The Union has recently become aware of this important issue that you need to know. The Union has heard that several television production companies have begun demanding that wranglers, animal handlers and animal trainers sign contracts stating that they are independent contractors. Indeed, the Union has heard that animal handlers who have worked on a show for years as employees are being told that, unless they agree that they are now magically independent contractors, they will not get the show for another season. As far as we know, none of these contracts are now in effect.

Just so you know, in the opinion of our legal counsel, you are not independent contractors (you’ve been treated as employees for decades). Thus, it is very important to let the Union know whenever a production company tries to say that you are. Business Agent Shanda Laurent is handling the issue.

To be clear, if you own your own animals, there is a difference between renting the animal to a production company and handling the animal on a set or location. Animal owners can be and probably are independent contractors who are in the business of renting animals to production companies (just like Studio Services rents trucks).
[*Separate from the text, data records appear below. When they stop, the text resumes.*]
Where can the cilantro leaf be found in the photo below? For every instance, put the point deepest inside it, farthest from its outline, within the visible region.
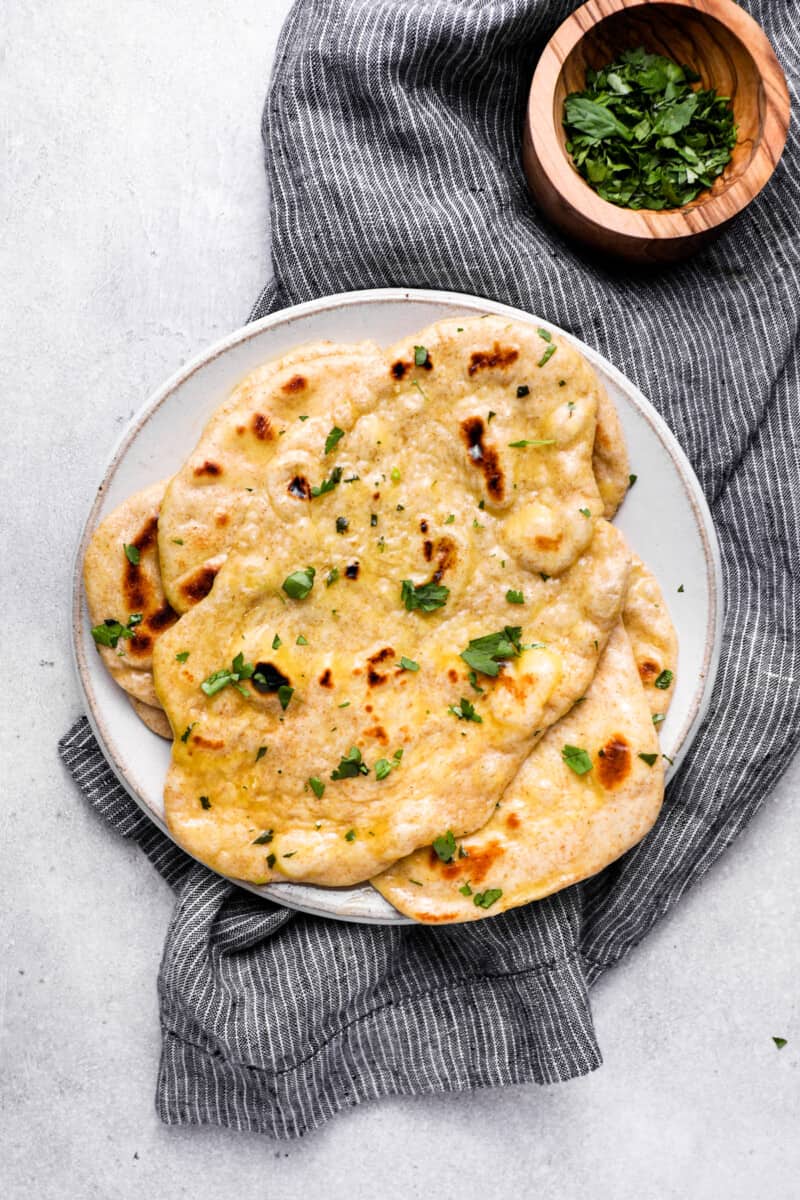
(425, 597)
(332, 439)
(642, 137)
(576, 759)
(350, 766)
(299, 583)
(445, 846)
(487, 653)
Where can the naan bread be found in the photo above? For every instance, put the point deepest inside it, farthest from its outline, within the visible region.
(222, 496)
(653, 637)
(434, 437)
(346, 651)
(118, 588)
(553, 827)
(206, 520)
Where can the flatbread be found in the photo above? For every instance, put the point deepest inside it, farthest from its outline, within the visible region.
(653, 637)
(553, 827)
(352, 688)
(221, 497)
(408, 430)
(118, 588)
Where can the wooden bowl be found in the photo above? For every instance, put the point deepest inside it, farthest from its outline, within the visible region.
(727, 48)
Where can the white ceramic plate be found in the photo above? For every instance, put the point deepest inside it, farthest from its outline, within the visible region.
(665, 517)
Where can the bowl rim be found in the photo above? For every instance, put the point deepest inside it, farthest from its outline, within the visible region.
(648, 225)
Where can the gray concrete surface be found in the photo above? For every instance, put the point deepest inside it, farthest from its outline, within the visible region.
(134, 232)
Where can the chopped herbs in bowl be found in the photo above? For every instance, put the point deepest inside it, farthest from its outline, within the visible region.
(643, 138)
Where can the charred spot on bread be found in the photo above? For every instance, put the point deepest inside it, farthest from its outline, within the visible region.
(483, 456)
(198, 586)
(208, 468)
(614, 762)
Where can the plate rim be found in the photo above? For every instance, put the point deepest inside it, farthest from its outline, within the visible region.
(288, 316)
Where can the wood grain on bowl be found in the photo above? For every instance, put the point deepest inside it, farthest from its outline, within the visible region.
(729, 52)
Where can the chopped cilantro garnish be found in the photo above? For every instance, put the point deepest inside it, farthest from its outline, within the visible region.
(299, 583)
(334, 438)
(445, 846)
(576, 759)
(465, 711)
(486, 654)
(426, 597)
(642, 137)
(218, 679)
(109, 633)
(350, 766)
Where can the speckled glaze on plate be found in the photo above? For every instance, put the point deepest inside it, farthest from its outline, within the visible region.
(665, 519)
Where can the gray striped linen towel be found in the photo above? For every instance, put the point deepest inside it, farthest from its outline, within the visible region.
(392, 149)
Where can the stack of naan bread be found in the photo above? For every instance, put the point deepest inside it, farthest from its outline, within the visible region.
(384, 616)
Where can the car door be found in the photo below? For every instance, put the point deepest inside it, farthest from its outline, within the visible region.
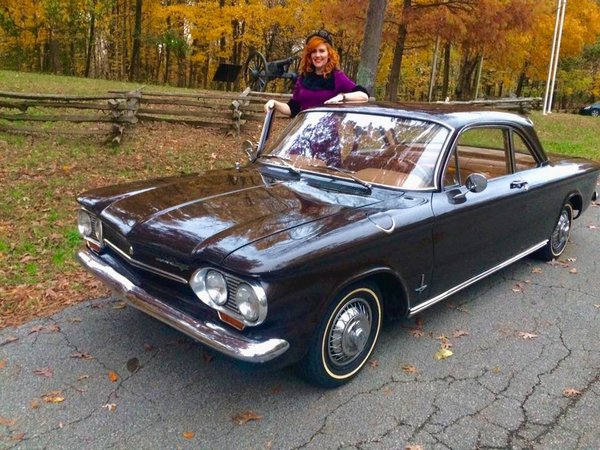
(476, 232)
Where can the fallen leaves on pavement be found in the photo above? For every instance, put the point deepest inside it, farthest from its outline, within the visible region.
(443, 353)
(9, 340)
(113, 376)
(53, 397)
(410, 369)
(44, 372)
(82, 355)
(245, 417)
(7, 422)
(526, 335)
(571, 392)
(460, 333)
(133, 365)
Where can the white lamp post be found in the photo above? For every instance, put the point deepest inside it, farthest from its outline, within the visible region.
(552, 67)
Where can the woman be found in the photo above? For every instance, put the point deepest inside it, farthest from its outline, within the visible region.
(320, 81)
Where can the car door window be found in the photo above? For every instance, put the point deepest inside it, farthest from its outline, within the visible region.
(481, 150)
(524, 158)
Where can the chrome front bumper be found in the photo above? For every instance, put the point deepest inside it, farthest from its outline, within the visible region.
(210, 334)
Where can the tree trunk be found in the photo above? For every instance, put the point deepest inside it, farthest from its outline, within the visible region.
(369, 54)
(522, 80)
(91, 39)
(134, 69)
(446, 82)
(464, 86)
(394, 76)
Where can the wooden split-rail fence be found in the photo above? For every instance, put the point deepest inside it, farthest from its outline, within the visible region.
(110, 114)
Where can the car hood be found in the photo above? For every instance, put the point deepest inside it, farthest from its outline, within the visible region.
(213, 214)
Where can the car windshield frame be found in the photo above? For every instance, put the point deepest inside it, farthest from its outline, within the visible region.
(394, 151)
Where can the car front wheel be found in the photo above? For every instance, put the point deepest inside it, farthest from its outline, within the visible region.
(560, 235)
(345, 337)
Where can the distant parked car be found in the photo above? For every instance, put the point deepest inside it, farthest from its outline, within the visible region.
(591, 110)
(353, 214)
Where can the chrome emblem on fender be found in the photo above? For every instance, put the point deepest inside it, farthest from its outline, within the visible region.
(174, 263)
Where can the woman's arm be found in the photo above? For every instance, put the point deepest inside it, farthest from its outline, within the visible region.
(349, 97)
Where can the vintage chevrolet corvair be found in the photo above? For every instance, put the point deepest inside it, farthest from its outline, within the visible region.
(353, 214)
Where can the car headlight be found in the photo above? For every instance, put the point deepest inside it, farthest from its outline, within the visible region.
(210, 287)
(84, 223)
(248, 302)
(216, 287)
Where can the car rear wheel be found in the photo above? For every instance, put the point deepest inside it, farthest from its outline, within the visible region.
(345, 337)
(560, 235)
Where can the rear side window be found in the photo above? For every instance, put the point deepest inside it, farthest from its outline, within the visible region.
(482, 150)
(524, 158)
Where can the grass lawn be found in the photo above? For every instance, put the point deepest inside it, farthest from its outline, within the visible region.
(40, 177)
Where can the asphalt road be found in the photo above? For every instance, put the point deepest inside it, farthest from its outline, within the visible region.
(524, 373)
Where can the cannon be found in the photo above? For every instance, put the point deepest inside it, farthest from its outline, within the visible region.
(258, 72)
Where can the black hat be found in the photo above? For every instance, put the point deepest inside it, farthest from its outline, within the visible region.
(324, 34)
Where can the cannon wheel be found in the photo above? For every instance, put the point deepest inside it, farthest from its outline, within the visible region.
(294, 68)
(255, 73)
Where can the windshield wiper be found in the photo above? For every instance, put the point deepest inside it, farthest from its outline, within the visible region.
(347, 172)
(285, 161)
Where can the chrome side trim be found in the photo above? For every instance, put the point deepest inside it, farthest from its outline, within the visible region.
(208, 333)
(147, 267)
(455, 289)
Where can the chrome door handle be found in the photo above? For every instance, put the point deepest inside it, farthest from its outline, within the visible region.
(519, 184)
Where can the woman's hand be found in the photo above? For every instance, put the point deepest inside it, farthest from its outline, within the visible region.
(270, 104)
(349, 97)
(340, 98)
(280, 107)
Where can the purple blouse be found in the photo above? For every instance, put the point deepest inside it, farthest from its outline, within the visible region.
(313, 90)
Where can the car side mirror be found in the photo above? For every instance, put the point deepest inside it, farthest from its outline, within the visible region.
(250, 149)
(476, 182)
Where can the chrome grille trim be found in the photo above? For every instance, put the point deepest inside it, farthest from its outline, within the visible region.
(147, 267)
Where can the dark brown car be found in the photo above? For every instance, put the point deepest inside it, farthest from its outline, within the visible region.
(353, 214)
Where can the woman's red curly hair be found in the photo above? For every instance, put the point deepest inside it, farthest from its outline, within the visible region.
(306, 64)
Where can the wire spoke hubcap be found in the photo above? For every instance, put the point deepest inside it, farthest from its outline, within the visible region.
(350, 332)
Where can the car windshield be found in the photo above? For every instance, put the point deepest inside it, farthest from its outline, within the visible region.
(386, 150)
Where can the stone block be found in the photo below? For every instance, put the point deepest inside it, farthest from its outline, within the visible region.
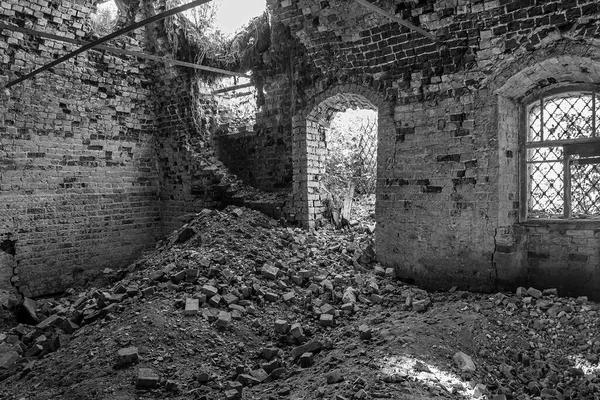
(326, 320)
(127, 356)
(192, 307)
(147, 378)
(269, 271)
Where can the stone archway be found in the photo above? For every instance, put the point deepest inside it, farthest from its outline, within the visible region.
(309, 149)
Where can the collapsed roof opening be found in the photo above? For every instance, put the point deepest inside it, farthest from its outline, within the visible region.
(236, 103)
(351, 165)
(233, 15)
(104, 19)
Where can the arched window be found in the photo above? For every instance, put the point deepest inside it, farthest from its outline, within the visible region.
(561, 155)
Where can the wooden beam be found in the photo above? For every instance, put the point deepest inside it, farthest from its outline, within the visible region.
(108, 37)
(232, 88)
(122, 51)
(399, 20)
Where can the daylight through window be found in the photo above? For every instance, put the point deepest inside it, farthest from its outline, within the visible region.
(563, 156)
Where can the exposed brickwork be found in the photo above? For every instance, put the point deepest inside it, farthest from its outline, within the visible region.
(79, 186)
(448, 199)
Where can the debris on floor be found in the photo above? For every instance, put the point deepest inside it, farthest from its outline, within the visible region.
(235, 306)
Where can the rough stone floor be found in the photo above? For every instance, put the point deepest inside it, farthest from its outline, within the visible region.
(234, 306)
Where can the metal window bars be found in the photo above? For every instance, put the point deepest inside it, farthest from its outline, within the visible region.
(563, 156)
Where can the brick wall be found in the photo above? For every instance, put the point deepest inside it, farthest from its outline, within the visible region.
(79, 186)
(188, 169)
(448, 196)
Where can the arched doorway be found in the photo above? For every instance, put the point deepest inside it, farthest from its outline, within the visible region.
(310, 145)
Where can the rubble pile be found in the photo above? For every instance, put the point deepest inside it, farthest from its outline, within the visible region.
(233, 306)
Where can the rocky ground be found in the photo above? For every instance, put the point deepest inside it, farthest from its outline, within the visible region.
(235, 306)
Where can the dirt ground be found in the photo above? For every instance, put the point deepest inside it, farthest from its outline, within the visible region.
(287, 314)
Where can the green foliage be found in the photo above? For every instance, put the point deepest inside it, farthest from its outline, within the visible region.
(352, 155)
(104, 20)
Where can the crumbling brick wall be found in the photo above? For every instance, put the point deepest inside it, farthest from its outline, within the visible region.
(79, 184)
(447, 194)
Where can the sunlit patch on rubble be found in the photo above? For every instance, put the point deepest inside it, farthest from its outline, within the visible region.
(586, 366)
(401, 368)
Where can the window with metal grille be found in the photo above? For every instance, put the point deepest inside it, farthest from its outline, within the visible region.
(562, 156)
We are not talking about that. But once someone steps on a set or location to handle an animal (large or small and regardless of who owns it) on a motion picture or TV show, it is no different than a driver sitting behind the wheel of a Studio Services truck: that is Union work must be done by an employee covered by the Black Book and not some independent contractor.

And so that you understand how important it is that you call Business Agent Laurent if any production company tries to make you an independent contractor, independent contractors are not covered by the Black Book, only employees are. If you aren’t covered by the Black Book, your hours don’t count toward health and pension benefits. In addition, independent contractors are responsible for their own and the employer’s taxes (social security, etc.), are not covered by workers comp. insurance, unemployment insurance or even state disability insurance and are not covered by overtime and other wage and hour laws. In other words, this is a very important matter.